File puptcrit/puptcrit.0809, message 314


From: =?iso-8859-1?Q?Mathieu_Ren=E9?= <creaturiste-AT-primus.ca>
To: <puptcrit-AT-puptcrit.org>
Date: Sat, 27 Sep 2008 01:28:22 -0400
Subject: [Puptcrit] Tip: Melting plastalina


Hi all.

For those who may not know, Plastalina is a pro-quality oil-based clay, 
designed for sculptors.
I love it!
It does not dry out, is easily influenced by heat and cold and solvents, and 
allows for extreme detail work (especially the harder grades), making it a 
must in the special effects, automotive, model making and toy making 
industries. It does not produce dust (unlike potter's clay which contains 
silica, very bad for the lungs)
I use plastalina almost exclusively when designing puppet heads.
The mnore I use it, the better I get at details and surface control.
I,ve grown so accustomed to the grade I have, that now it feels too soft for 
my taste, I crave a harder grade, so that I can still get a smnooth hard 
surface even in the summertime (right now, my soft Chavant NSP is too tacky 
in the summer heat, making it more work to smooth it. The coolness of my 
apartment in the winter makes th same clay perfect to work with.

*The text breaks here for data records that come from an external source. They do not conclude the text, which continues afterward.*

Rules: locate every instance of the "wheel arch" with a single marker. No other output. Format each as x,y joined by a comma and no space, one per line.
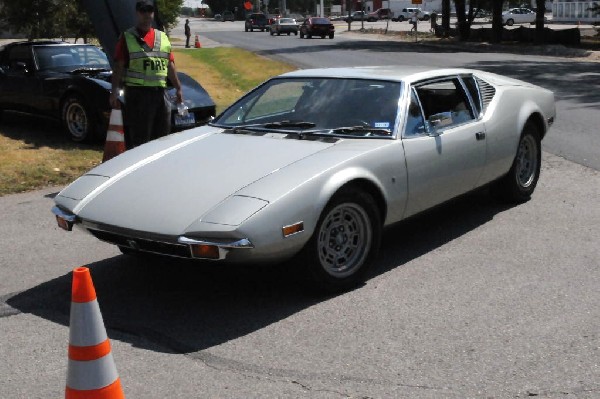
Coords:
363,184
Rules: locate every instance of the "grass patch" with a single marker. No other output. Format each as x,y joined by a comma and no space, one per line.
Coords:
35,152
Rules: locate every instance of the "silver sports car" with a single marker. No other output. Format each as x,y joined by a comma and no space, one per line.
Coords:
313,164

I still use potter's clays when I need a very quick modeling and smoothing, 
but I make sure I clean up like  a maniac after I'm done.  I've been sick 
for a few months once from the clay's dust, (victim of the lack of proper 
safety information, I did my clay work in my small bedroom as a student!), 
so I don't want to go through that again!

Back on topic:

Yesterday, on the short puppet film contract, we poured some melted 
plastalina into a silicone mold to create a copy of the original we had, so 
we could change the facial expression and re-cast, so the puppet will have 
two interchangeable heads.


Well, the process was straightforward enough. I just put some small chunks 
of plastalina into a pan, and slowly heated it up on the portable heating 
pad, constantly stirring to avoid burning. I wish we had a double boiler, 
for real safety, but we were in a rush, in a well ventilated large studio, 
and I made sure I used as little heat as possible.

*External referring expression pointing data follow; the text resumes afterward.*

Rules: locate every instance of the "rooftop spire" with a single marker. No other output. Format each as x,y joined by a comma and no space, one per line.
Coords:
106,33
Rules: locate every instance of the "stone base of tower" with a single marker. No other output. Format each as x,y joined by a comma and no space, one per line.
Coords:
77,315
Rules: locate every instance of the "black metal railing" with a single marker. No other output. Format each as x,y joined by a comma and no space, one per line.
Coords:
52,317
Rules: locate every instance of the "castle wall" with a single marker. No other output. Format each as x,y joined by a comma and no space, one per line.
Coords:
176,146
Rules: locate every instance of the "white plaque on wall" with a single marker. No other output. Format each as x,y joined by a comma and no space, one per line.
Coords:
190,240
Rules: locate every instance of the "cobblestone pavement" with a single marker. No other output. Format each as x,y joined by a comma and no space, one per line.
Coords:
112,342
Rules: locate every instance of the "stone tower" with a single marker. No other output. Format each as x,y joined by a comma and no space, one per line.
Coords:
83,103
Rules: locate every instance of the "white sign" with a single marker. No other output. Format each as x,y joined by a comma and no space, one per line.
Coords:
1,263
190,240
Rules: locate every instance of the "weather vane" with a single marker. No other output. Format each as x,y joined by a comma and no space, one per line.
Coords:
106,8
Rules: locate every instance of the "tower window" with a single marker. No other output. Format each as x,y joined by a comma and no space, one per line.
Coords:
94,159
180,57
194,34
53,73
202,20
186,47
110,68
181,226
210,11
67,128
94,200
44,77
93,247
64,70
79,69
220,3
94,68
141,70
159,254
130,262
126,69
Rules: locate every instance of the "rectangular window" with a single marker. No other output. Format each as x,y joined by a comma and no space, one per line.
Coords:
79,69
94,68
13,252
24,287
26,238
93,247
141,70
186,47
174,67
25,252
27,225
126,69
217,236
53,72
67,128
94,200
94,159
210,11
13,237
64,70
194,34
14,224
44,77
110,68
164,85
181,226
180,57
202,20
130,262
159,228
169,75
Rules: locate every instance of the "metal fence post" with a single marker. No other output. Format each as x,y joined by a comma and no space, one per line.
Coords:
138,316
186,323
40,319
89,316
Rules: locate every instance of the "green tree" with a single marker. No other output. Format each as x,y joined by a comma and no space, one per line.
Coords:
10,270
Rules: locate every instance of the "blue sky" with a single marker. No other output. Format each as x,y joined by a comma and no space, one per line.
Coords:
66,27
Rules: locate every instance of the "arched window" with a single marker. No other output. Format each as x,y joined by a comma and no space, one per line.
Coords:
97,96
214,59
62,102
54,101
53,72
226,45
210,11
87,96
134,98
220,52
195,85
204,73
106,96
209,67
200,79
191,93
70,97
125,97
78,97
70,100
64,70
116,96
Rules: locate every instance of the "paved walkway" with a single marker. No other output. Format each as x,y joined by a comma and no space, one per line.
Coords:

Then I poured it into the mold, rotating it to make sure the liquified 
plastalina would go into all the details.
It helped that there was an indication on the mold to tell me where the 
puppet head was facing (the mold parting line was in the back of the head).

I did a few pourings, waiting for each too cool down, hoping to speed-up the 
cooling process, compared to pouring it all at once. Well, it works out that 
it's a bit longer actually, with all the waiting for each step, especially 
since this is increasing the risk of air pockets, which did happen this 
time. I plugged it easily later, but next time I'll  just pour all at once 
and wait patiently. A second pour will be necessary, as the clay contracts a 
lot as it cools.

The first time we poured this clay into this mold, we had a major air bubble 
texture problem all over, but we now know it was because of an excessive 
application of release agent in the silicone mold.  This time we didn't add 
any, and we barely got any air bubbles.  The mold has none.

Melting plastalina is not only good to fill molds ad make copies, it's also 
a good way to make some drippy/organic/hairy/lava-like groovy textures (can 
be dripped or painted on), and to use as an adhesive between parts of the 
sculpt.

I read somewhere that maybe not all plastalinas are good for melting.
The one we used was Chavant NSP (soft).